Wimbledon 2016, oltre ad essere la penultima tappa del grande Slam di Novak Djokovic, è anche l’ultima occasione di Federer per vincere un Major. Lo si ripete ogni anno, vero. Ma ogni anno lo svizzero è un anno più vecchio e ha meno possibilità di farcela. Per il momento è fermo a quota 17 Slam e 7 Championship. Record assoluto il primo, in condivisione con William Renshaw e Pete Sampras il secondo. È già nella storia del tennis, ma tornare a vincere a distanza di quattro anni dall’ultimo trionfo e con quasi 35 candeline sulle spalle (le spegnerà il prossimo 8 agosto) aggiungerebbe epica alla leggenda. Anche perché a motivarlo ulteriormente c’è l’arrembaggio di Djokovic, che a 29 anni ha già messo nel mirino il suo primato di 17 titoli e completando il Grande Slam lo scalzerebbe legittimamente dal trono di più forte tennista di ogni epoca.

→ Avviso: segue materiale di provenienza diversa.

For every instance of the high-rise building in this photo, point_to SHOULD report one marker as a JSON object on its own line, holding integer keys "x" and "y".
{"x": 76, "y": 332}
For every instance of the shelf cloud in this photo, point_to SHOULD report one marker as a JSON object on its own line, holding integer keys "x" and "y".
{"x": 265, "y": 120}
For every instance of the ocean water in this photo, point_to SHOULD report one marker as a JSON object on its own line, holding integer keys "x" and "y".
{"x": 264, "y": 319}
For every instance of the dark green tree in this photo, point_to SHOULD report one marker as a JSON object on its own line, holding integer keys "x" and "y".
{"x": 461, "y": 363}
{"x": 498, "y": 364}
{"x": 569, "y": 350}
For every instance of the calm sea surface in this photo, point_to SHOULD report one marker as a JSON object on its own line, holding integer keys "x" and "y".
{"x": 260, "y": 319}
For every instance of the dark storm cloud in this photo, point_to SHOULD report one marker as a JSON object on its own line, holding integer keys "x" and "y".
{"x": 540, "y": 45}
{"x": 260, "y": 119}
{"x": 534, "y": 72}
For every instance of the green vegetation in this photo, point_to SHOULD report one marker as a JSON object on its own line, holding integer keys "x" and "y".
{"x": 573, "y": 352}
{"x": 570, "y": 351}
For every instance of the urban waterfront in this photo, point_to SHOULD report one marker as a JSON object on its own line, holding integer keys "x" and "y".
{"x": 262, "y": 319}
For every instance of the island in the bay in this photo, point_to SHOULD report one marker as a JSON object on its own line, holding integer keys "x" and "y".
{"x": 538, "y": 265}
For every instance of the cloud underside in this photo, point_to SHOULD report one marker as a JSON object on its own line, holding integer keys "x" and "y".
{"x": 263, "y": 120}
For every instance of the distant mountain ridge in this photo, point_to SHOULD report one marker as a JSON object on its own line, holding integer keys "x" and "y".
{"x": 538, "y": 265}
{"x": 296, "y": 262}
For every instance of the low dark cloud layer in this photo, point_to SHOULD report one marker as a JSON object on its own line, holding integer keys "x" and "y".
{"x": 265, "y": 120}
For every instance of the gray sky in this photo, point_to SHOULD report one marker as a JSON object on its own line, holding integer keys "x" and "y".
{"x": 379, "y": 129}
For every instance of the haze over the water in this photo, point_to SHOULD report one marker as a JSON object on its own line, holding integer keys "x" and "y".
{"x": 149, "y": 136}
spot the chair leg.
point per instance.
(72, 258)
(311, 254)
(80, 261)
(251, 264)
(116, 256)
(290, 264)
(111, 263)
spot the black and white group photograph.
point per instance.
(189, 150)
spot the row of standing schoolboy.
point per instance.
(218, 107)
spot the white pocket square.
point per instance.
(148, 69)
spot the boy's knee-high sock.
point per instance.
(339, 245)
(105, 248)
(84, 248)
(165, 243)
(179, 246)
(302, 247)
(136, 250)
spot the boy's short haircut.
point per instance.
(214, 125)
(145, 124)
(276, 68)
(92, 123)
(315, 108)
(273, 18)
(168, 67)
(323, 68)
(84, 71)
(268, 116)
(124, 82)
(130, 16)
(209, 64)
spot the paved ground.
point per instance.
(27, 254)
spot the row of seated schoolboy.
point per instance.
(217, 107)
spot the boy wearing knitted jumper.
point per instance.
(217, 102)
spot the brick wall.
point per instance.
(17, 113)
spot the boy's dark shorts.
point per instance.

Le ambizioni di Federer, i sogni dei suoi tifosi si scontrano però con la dura realtà. E col tempo che passa. I numeri dicono che Roger, ancora numero tre del ranking, non è più competitivo sul cemento, almeno non sulla distanza dei cinque set: negli ultimi cinque anni appena una finale persa agli Us Open 2015. Sulla terra neanche a parlarne, quella non è mai stata la sua superficie neanche ai tempi d’oro. Sull’erba è diverso, però. Qui Federer può accorciare gli scambi, far valere la sua classe immensa, dimenticarsi della carta d’identità. Infatti sia nel 2014 che nel 2015 è arrivato in fondo, regalando al pubblico due finali memorabili, perse entrambe contro Djokovic. Adesso, però, la schiena di Federer oltre al peso degli anni deve portare anche quello degli infortuni. I guai che l’hanno menomato a Roma e costretto a saltare Parigi. E i cui strascichi si sono visti anche a Stoccarda e Halle, tradizionali tornei di avvicinamento a Wimbledon, dove Federer di recente aveva sempre vinto (ultima sconfitta nel 2012, contro Tommy Haas) e stavolta ha perso: prima con Dominic Thiem, che sta diventando un po’ la sua bestia nera, poi contro Alexander Zverev. Entrambi giovani e rampanti, per nulla in soggezione di fronte all’erba e al suo re.
Ogni anno che passa Federer perde qualche colpo: nel 2014 Djokovic l’aveva sconfitto in 5 set e 4 ore, nel 2015 di set ne sono bastati 4 e di ore 3. La sua condizione fisica non è mai stata così precaria. Il primato di longevità per il Championship nell’era Open è ancora di Arthur Ashe, campione a 31 anni e 11 mesi nel 1975. Persino Ivanisevic, che ha trionfato a Londra a carriera praticamente finita nel 2001, di anni ne aveva “solo” 30. Da quando gli Slam si giocano nella configurazione attuale, soltanto Agassi è riuscito a conquistare un Major a 33 anni (in Australia, nel 2003). Federer adesso ne ha due in più, e non vince dal 2012. Tutto, insomma, dice contro di lui. Tranne il sorteggio: debutterà contro l’argentino Pella, fino ai quarti di finale non incontrerà ostacoli maggiori di Monfils, Dolgopolov o Dimitrov. La classe di sempre potrebbe bastargli per arrivare almeno fino a lì. Poi chissà. Vederlo sull’erba di Londra sarà comunque uno spettacolo. È una delle ultime volte.